Depuis qu’il s’est retiré du conglomérat Groupe Forrest International, laissant les commandes à son fils Malta, George Forrest a pour ambition de nourrir les 10 millions d’habitants du Grand Katanga et de contribuer à la souveraineté alimentaire de la RDC. Pour ce faire, il a monté le groupe agroalimentaire GoCongo Holding Belgium (GoCongo). Celui-ci réalise près de 150 millions d’euros de chiffre d’affaires par an et vise 200 millions d’euros l’année prochaine.
Avec cette entreprise, l’homme d’affaires vise la souveraineté alimentaire du Grand Katanga d’ici à 2030. « Mon modèle, c’est le Brésil, son agriculture intensive et ses grandes exploitations […]. Nous sommes les seuls aujourd’hui à faire du blé au Congo, et nous avons réussi. Nous avons semé 4 000 ha.
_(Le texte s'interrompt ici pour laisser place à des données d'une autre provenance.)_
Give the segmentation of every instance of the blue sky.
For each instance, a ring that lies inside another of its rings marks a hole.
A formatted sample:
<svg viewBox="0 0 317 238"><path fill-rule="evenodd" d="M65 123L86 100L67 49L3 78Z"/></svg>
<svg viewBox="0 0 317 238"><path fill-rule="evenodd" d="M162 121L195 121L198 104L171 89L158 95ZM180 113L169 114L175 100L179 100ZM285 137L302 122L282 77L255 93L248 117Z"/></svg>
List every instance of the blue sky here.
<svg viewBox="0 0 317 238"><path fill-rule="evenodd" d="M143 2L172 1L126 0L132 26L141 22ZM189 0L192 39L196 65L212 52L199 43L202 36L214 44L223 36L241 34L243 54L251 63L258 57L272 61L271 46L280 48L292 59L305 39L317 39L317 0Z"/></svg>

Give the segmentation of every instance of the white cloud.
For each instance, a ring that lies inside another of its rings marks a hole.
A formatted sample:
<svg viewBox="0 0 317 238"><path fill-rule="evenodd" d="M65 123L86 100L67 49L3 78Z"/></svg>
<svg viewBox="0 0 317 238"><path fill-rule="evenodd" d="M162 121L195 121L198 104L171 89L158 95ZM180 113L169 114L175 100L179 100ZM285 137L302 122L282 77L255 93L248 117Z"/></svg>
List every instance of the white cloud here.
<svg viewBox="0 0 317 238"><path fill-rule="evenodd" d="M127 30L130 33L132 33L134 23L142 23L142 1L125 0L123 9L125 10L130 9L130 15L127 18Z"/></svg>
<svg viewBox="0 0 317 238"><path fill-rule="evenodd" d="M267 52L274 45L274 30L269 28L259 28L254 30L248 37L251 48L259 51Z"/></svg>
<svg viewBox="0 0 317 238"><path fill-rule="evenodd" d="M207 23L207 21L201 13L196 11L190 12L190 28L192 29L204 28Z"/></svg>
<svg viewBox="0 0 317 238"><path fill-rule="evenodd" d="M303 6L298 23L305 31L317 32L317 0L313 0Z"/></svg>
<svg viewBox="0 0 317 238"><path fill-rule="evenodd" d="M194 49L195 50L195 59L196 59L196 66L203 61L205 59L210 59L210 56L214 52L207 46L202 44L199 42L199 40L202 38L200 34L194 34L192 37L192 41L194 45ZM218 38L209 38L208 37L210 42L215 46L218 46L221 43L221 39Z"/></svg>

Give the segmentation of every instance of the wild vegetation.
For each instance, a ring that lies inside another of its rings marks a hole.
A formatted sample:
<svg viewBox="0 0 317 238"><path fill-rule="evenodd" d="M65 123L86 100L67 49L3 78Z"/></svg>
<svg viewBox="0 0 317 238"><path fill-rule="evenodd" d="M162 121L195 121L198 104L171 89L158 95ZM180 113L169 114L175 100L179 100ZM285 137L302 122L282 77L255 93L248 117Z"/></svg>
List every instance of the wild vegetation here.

L’objectif est de planter 10 000 ha dans les cinq ans pour ne plus avoir à importer de blé pour la région du Grand Katanga. Nous avons également 5 000 ha de maïs et visons 20 000 ha d’ici à 2030 », confie George Forrest à Africa Business+.

Elevage, grandes cultures et agro-industrie
Pour décliner ses ambitions dans le pays qui l’a vu naître, l’homme d’affaires réinvestit depuis 2021 entre 30 et 50 millions de dollars par an à travers GoCongo. Des montants financés pour partie sur fonds propres et avec le soutien de prêts contractés auprès de banques locales, en particulier la Banque commerciale du Congo (BCDC), la TMB et Rawbank. « Les banques européennes ne suivent pas », regrette George Forrest.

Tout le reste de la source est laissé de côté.